"Quinine," he said, spelling the word letter by letter as he held the phial under the lamp. "Quinine. That's it. Don't let's make a mistake. Q-u-i-n-i-n-e. That's all right. Can't go wrong now."

By the aid of the contents of the water-bottle and his glass he was enabled to swallow two quinine pills of two grains each, and then he resolved--in a hazy, uncertain kind of way--to go to bed. Whereon, slowly he divested himself of his clothes and, in a mechanical manner, threw back the mosquito curtains. But, whatever might be the matter with him, and however clouded his intellect might be, he was not yet so dense as to forget the strange occupant of that bed which he had once before discovered there.

"Beatrix said," he muttered, "that coral snake kills in an hour. I don't want to die in an hour. Let's see if we've got another guest here to-night."

And, as he had done every night since he had returned to Desolada, he thoroughly explored the bed, doing so, however, on this occasion in a lethargic, heavy manner which caused him to be some considerable time about it.

"Turn to the left to unscrew," he said to himself, recalling some old schoolboy phrase as he stood now by the lamp ready to extinguish it, "to the right to screw. Same, I suppose, to turn up and down. Oh! the revolver. Where's that? May as well have it handy." Whereupon he went over to where he had hung up his jacket and removed the weapon from the inside pocket.

"A nasty smell these tropical places have," he muttered as he did so. "There's the smell of India--no one ever forgets that--and also the smell of Africa. Well! strikes me Honduras can go one better than either of them."

Then he got into bed.

Dizzy, stupefied as he felt, however, it did not seem as if his stupefaction or semi-delirium, or whatever it was which had overcome him, was likely to plunge him into a heavy, dull sleep. Instead, he found himself lying there with his eyes wide open, and, although his brain felt like a lump of lead, while there was a weight at his forehead as if something were pressing on it, he was conscious that one of his senses was very acute--namely, the sense of smell. Either that, or else some very peculiar phase in the fever which he was experiencing, was causing a strange sense of disgust in his nostrils.

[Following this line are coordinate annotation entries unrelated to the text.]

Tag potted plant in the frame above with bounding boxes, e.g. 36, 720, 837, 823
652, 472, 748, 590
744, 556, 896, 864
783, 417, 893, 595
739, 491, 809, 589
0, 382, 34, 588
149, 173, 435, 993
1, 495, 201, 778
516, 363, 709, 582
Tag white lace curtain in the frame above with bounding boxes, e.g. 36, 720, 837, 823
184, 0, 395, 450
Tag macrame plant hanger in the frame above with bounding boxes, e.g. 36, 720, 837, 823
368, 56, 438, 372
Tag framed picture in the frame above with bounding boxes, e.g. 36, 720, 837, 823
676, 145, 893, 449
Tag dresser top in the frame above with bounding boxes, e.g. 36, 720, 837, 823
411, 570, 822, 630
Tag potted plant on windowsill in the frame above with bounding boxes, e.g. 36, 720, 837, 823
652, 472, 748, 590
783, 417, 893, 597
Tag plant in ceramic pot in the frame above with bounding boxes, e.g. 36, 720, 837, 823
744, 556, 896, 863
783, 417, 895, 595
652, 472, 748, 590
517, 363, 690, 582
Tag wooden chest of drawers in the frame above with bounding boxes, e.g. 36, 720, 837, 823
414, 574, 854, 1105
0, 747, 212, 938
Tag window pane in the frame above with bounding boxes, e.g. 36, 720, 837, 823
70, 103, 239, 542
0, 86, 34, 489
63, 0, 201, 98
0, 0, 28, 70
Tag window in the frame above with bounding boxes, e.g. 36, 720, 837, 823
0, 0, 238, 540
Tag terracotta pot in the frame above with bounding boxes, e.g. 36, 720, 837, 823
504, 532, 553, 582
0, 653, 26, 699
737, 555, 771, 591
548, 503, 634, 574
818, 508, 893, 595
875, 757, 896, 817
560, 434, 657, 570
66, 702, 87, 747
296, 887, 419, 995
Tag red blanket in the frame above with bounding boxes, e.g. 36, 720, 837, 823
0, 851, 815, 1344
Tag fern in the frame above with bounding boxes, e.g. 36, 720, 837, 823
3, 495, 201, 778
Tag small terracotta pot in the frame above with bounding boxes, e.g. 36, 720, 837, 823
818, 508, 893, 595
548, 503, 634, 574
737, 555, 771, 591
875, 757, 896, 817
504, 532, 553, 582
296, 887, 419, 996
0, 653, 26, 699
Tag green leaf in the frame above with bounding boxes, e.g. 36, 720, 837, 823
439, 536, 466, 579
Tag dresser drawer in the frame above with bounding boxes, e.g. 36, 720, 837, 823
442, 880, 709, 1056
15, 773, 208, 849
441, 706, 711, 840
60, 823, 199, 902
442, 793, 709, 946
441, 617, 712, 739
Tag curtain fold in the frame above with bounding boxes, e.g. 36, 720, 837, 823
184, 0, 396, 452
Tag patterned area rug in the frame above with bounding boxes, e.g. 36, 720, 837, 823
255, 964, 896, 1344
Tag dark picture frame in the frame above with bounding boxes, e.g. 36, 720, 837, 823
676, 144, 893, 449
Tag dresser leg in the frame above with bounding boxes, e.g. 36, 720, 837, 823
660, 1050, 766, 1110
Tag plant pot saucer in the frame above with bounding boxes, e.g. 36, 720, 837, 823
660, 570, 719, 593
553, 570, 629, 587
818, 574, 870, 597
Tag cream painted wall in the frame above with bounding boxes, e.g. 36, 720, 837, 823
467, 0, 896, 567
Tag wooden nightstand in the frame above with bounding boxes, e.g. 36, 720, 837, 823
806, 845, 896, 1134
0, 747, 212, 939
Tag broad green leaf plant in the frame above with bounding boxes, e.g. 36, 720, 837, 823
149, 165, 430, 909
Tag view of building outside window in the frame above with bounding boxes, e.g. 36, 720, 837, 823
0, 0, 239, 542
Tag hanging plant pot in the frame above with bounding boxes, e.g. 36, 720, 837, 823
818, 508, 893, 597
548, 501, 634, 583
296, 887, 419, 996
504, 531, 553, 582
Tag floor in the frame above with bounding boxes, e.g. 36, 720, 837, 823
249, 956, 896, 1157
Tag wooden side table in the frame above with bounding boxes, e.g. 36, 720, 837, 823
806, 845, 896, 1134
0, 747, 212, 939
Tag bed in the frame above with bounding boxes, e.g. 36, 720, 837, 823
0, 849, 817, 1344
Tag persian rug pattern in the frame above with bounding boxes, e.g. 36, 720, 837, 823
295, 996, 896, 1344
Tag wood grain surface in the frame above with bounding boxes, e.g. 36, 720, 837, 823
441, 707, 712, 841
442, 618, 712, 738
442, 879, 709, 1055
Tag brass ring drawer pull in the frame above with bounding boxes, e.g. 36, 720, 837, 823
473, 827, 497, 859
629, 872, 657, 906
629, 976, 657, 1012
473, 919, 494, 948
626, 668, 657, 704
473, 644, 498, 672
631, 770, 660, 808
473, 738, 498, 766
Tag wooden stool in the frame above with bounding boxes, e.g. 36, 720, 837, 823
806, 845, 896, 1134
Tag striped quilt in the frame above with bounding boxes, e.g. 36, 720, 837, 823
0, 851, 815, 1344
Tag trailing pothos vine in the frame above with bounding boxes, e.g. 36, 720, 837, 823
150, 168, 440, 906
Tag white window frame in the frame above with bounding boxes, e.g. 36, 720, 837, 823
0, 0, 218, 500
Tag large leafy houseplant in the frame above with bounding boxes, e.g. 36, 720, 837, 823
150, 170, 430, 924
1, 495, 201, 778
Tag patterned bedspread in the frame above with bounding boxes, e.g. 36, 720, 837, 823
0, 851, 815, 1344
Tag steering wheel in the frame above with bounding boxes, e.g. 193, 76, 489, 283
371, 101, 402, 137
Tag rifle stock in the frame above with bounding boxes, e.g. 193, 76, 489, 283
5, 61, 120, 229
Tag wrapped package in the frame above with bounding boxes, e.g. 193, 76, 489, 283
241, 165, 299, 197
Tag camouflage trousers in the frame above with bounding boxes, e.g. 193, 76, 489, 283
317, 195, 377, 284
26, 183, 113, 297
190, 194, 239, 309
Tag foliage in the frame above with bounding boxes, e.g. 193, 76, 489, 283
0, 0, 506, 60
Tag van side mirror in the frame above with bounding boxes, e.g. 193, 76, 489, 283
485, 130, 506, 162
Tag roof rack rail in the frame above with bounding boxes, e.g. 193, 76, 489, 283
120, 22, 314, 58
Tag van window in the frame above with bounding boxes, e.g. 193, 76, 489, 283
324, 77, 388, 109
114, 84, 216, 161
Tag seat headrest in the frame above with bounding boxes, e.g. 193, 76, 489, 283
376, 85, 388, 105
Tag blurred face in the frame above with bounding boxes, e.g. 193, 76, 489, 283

"This bed smells just like a temple I went into in Burmah once," he thought to himself. "What the deuce is the matter with me--or it? Anyhow, I can't stand it." And, determined not to endure the unpleasantness any longer, he got up from the bed, while wrapping himself in the dark coverlet he went over to an old rickety sofa that ran along the opposite side of the room and lay down upon it.

And here, at least, the odour was not apparent. The old horsehair bolster and pillow did emit, it is true, the peculiar stuffy flavour which such things will do even in temperate climates; but beyond that nothing else. The acrid, loathsome odour which he had smelt for the first time when he leant his head slightly as he felt for his keys, and which he had perceived in a far more intensified form when he lay down in the bed, was not at all apparent now. It seemed as if he was, at last, likely to fall asleep.